# Feeble Los Alamos Chess

In April 2002, Ralph Betza invented Feeble Chess. His idea was to make a variant that would utilize pieces that were as weak as possible, but that would still retain its chess-like play. This turned out to be Weakest Chess, with Feeble Chess a more elegant variant that uses somewhat stronger pieces.

My first thought upon seeing this variant was that a playing a game would take many more moves, and require much more patience than orthodox chess. The players would have to see many moves ahead to calculate their attacks or arrange their defenses.

So I decided that Ralph's idea might work better on a smaller board. Also it might be easier for those of us who lack patience. I chose Los Alamos Chess as the small variant to 'Feeblize'.

White: Feeble Rook a1, f1; Feeble Knight b1, e1; Feeble Queen c1; Feeble King d1; Pawns a2, b2, c2, d2, e2, f2.

Black: Feeble Rook a6, f6; Feeble Knight b6, e6; Feeble Queen c6; Feeble King d6; Pawns a6, b6, c6, d6, e6, f6.

In the diagram above, the pieces (generally) move one square in the direction they are 'pointing' (ie. the direction in which they are oriented). The exceptions are:

Knights move in their oriented direction one square, then move one square at a 45 degree angle (clockwise) from their current orientation (counter-clockwise for Black). Knights still may leap over other pieces.

Queens move either one square in the direction they are oriented in, or one square at a 45 degree angle (clockwise) from their current orientation (counter-clockwise for Black).

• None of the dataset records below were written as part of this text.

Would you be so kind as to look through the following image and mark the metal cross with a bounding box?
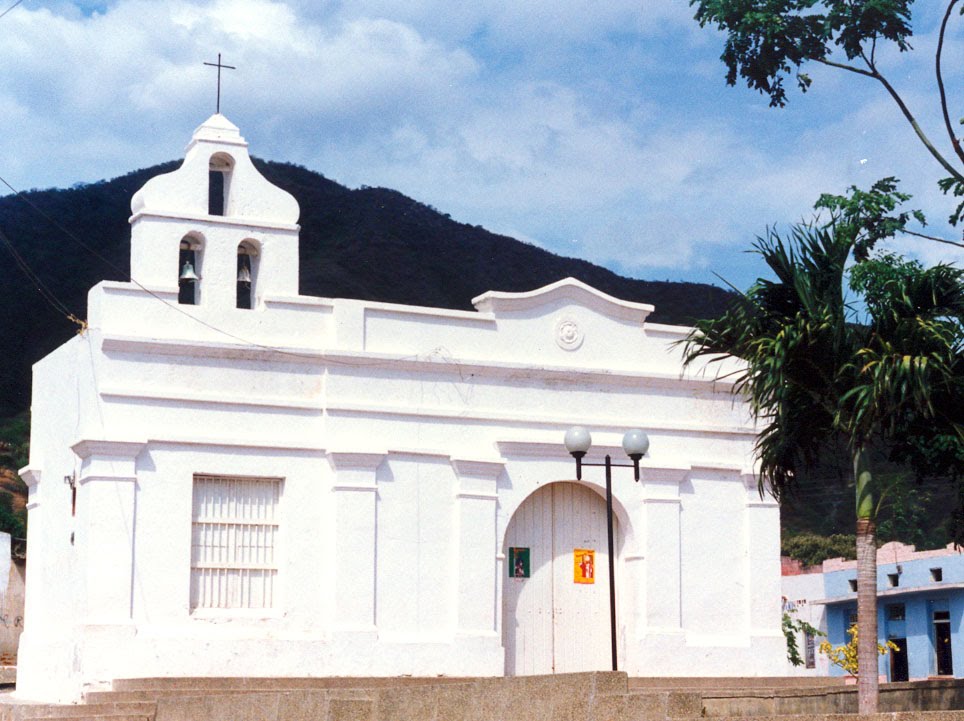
[204,53,237,113]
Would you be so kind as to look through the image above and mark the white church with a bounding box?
[17,115,785,701]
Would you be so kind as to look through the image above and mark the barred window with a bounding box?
[191,475,281,610]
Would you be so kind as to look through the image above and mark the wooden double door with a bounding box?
[502,483,618,676]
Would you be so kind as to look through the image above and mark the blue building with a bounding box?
[823,543,964,681]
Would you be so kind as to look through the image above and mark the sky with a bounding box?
[0,0,964,289]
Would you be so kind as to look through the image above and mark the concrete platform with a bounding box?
[0,672,964,721]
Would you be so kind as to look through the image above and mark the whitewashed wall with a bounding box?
[18,117,783,700]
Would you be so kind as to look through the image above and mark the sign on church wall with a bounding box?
[509,547,529,578]
[572,548,596,583]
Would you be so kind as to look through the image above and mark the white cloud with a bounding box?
[0,0,964,284]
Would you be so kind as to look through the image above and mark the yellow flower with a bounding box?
[818,624,900,676]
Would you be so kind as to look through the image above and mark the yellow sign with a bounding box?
[572,548,596,583]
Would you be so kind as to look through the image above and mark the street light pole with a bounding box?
[565,426,649,671]
[606,453,619,671]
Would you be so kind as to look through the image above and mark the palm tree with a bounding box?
[685,222,964,714]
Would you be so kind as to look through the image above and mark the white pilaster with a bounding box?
[71,440,146,625]
[742,471,780,636]
[638,468,689,634]
[452,458,505,636]
[328,452,387,631]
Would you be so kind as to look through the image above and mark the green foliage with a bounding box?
[686,181,964,512]
[690,0,912,107]
[818,624,900,677]
[780,532,856,566]
[0,412,30,538]
[937,177,964,225]
[781,611,827,666]
[0,412,30,472]
[814,177,927,261]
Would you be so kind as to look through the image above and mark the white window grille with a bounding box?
[191,475,281,610]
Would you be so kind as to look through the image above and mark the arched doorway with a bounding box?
[502,483,619,676]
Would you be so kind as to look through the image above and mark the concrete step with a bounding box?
[111,676,477,692]
[3,702,157,721]
[628,676,846,691]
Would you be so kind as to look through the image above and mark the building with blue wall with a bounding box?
[823,543,964,681]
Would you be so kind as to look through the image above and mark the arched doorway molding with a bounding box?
[499,478,638,555]
[500,480,635,675]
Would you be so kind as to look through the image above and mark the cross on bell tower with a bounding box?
[204,53,237,113]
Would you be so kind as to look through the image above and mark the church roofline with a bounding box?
[472,278,655,324]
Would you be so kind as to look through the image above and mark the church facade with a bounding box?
[17,115,784,701]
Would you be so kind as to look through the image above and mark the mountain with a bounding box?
[0,160,732,416]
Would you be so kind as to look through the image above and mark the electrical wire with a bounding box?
[0,225,87,329]
[0,0,23,18]
[0,176,434,372]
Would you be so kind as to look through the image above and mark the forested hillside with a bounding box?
[0,161,729,417]
[0,161,956,560]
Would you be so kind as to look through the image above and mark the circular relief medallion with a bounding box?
[556,318,584,350]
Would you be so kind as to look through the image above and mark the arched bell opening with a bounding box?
[208,153,234,215]
[177,235,203,305]
[235,240,261,310]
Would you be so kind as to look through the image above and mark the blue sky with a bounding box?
[0,0,964,294]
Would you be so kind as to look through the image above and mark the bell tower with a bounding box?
[130,114,299,312]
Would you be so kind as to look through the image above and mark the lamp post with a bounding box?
[565,426,649,671]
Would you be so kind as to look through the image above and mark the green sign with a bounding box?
[509,548,529,578]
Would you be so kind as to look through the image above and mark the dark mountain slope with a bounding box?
[0,161,730,415]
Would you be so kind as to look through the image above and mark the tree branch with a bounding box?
[934,0,964,167]
[814,58,877,80]
[867,68,964,183]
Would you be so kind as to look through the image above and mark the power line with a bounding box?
[0,225,87,330]
[0,0,23,18]
[0,176,430,367]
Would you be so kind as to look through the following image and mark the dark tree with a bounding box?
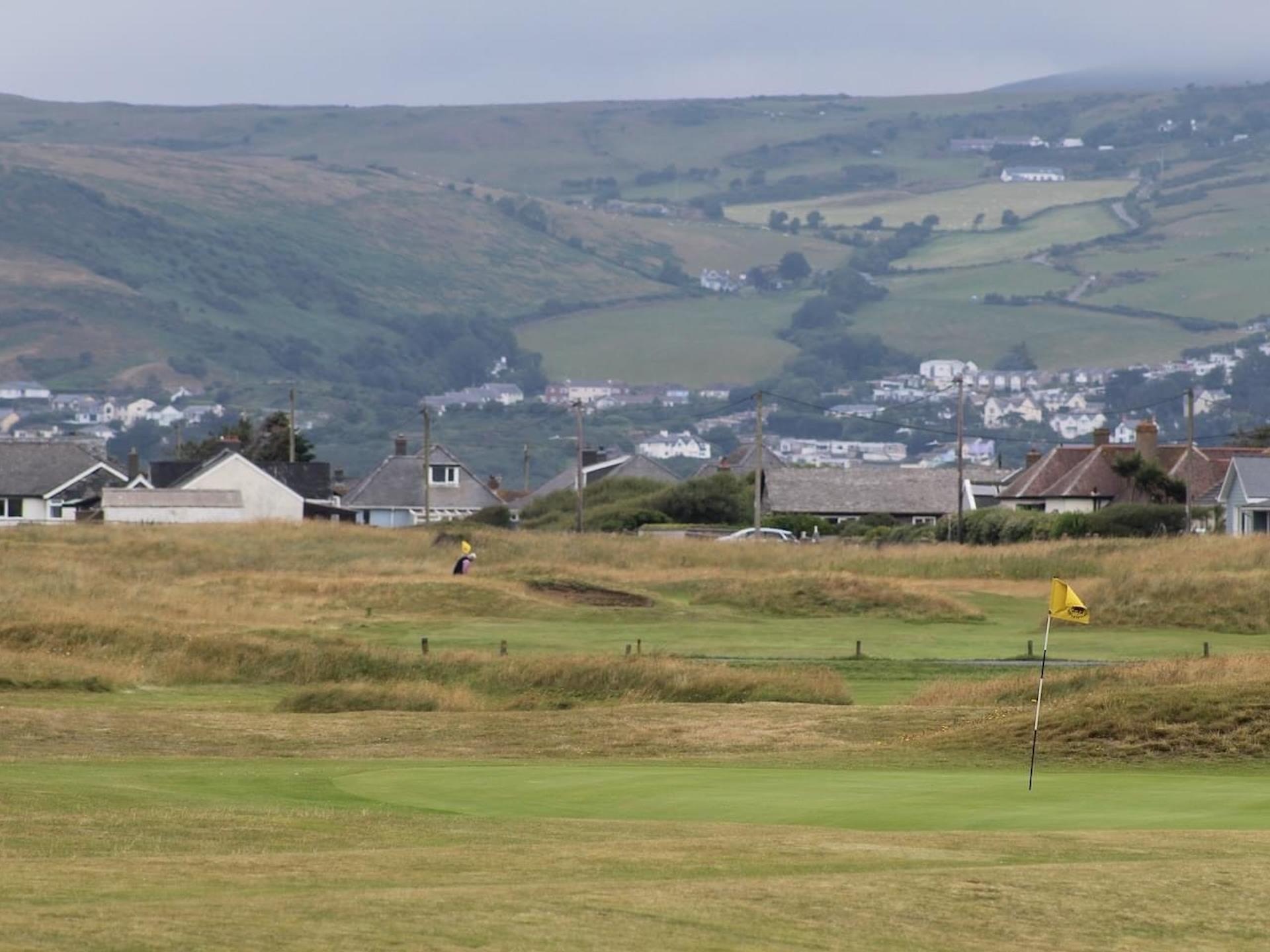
[777,250,812,280]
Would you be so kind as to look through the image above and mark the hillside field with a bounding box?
[516,294,799,386]
[726,179,1134,231]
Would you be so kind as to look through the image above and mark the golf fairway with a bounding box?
[334,764,1270,830]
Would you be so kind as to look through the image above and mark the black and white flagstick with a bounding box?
[1027,612,1054,789]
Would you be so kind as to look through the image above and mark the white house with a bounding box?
[102,450,305,523]
[1049,410,1107,440]
[0,439,127,527]
[917,358,979,383]
[1216,456,1270,536]
[0,379,54,400]
[1001,165,1067,182]
[635,430,710,459]
[119,397,159,429]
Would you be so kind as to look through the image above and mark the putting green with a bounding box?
[334,762,1270,830]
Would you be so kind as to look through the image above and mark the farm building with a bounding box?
[1001,165,1067,182]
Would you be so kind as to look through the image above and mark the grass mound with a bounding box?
[279,653,851,712]
[691,573,983,622]
[913,655,1270,759]
[526,579,653,608]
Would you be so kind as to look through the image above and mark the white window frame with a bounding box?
[428,463,458,486]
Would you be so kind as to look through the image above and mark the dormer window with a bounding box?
[428,466,458,486]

Pawns move simply as orthodox pawns, except they lack the initial two-square move.

A piece may move by simply reorienting itself. Generally pieces may rotate 45 degrees (either way) from their current orientation while retaining their current position. Exceptions to this are:

Queens may rotate 45 degrees or 90 degrees.

Rooks rotate 90 degrees and may not rotate 45 degrees.

Pawns may not rotate.

Otherwise, the rules are as in Feeble Chess.

## Notes

While this game does have some of the character of chess, it is missing at least one characteristic of orthodox chess:

Pinned pieces. Since there are no 'ranged' pieces, it is not possible to block check, and therefore, there is no concept of pinned pieces. Also the concept of 'forking' is considerably reduced (the Queen is the only piece that can fork).

On the other hand, this variant has a new characteristic -- chasing down. A piece can actually chase another piece, catch up to it, and capture it. A Feeble King can chase down a Feeble Rook or another Feeble King, but not a Feeble Queen.

Another difference is the importance of being able to retreat. In this game, much consideration must be given to being able to retreat when one has attacked into enemy territory. It usually takes several moves to retreat, but usually fewer moves for your opponent to attack the retreating piece.